What defines a liberal arts education? What must we require of those who aspire to one? These are questions that even top liberal arts colleges can’t agree on; the University of Chicago demands that its students study a prescribed core, while Brown offers students total freedom.
Yale, with its distribution requirements, charts a middle course. Harry Graver (“Lucretius at Yale,” Jan. 12) argues that Yale teaches students only to deconstruct societal precepts, rather than to learn respect and reverence for “intellectual institutional authority.” The cure? We all study “ancient and modern political philosophy along with a theological, nonsecular history of Western religious tradition” and thereby come to a fuller set of values.
My foremost interests have always been in the humanities, and I would appreciate it if everyone revered the Western canon. However, Graver’s specific injunctions as to what we should be required to learn — political philosophy and religion — struck me as bizarre. Where were Homer and Vergil and Shakespeare? Why was literature — the part of the canon I think most important — excluded?
If Graver’s goal was for Yale to play a more active role in shaping our values, why did he choose political philosophy as a must while excluding ethical philosophy? Most important, what are the values Graver intends us to gain from reading his favored parts of the Western canon?
These questions illustrate the immense challenge of designing a core humanities curriculum in the modern world. When the only texts taught at college were in Latin or Greek, it was possible to separate must-reads from less important texts. Now, however, the canon includes the works of 3,000 years of history written in as many (well, not quite) languages. Which are the core disciplines now — let alone the core texts?
Graver objects to how Yale “presents itself as a mutable entity to be designed uniquely in each iteration,” but the very canon he wishes Yale to steady itself upon is precisely that. It is always being changed by new works and old works newly thought relevant.
Who we consider to have been great is based on when we live — Catullus and Lucretius were for centuries considered blasphemous, Romantic poets were disdained by T.S. Eliot and other modernists, while metaphysical poets such as Donne had to be rediscovered by Eliot to gain significance.
Poets (and philosophers or theologians) become important or unimportant because of the needs of any particular moment. No tradition, and certainly no institution, can claim to be impervious to time. A cursory glance at the ethnic and gender makeup of Yale’s student body 60 years ago shows that this is not a bad thing.
At the end of the day, there are too many things each of us should know for any of us to actually know all of them. A programmer could argue that everyone should know the basics of a computer language. A math major probably thinks it’s ridiculous we’re not required to learn linear algebra. Science students may say their subjects teach us more than anything else about the world around us.

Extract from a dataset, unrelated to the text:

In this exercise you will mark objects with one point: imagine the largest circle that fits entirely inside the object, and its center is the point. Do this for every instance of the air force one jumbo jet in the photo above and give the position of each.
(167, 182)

And any student of a non-Western religious, literary or historical tradition, of which there are many, can complain that his field has been systematically neglected and degraded for centuries. None of these areas offer the “transcendent metric” Graver thinks we should have, but neither, for that matter, does the Western cannon, which is full of great thinkers arguing about what our values should be.
I sympathize with Graver’s sense that Yale doesn’t instill students with a sense of moral obligation to causes beyond their own pleasure or advancement. But requiring that all students read Plato won’t give them better values. Teaching religion, as Graver suggests in passing, might add a moral element to our education, but at a price far greater than most of us would ever choose to pay. It would raise denominational conflicts, relegate nonbelievers to an inferior status and imply that the only legitimate path to morality is through a God that half of us don’t believe in.
And if Yale students lack a transcendent moral framework, most of us do agree on what good behavior is: being a good friend, remembering those less fortunate than ourselves, working hard and not cheating. We think these things even while we might differ in our religions, which books we read or even how we understand the same book. Yale should focus on making these values a fuller part of our daily life by focusing on what we do rather than who we read.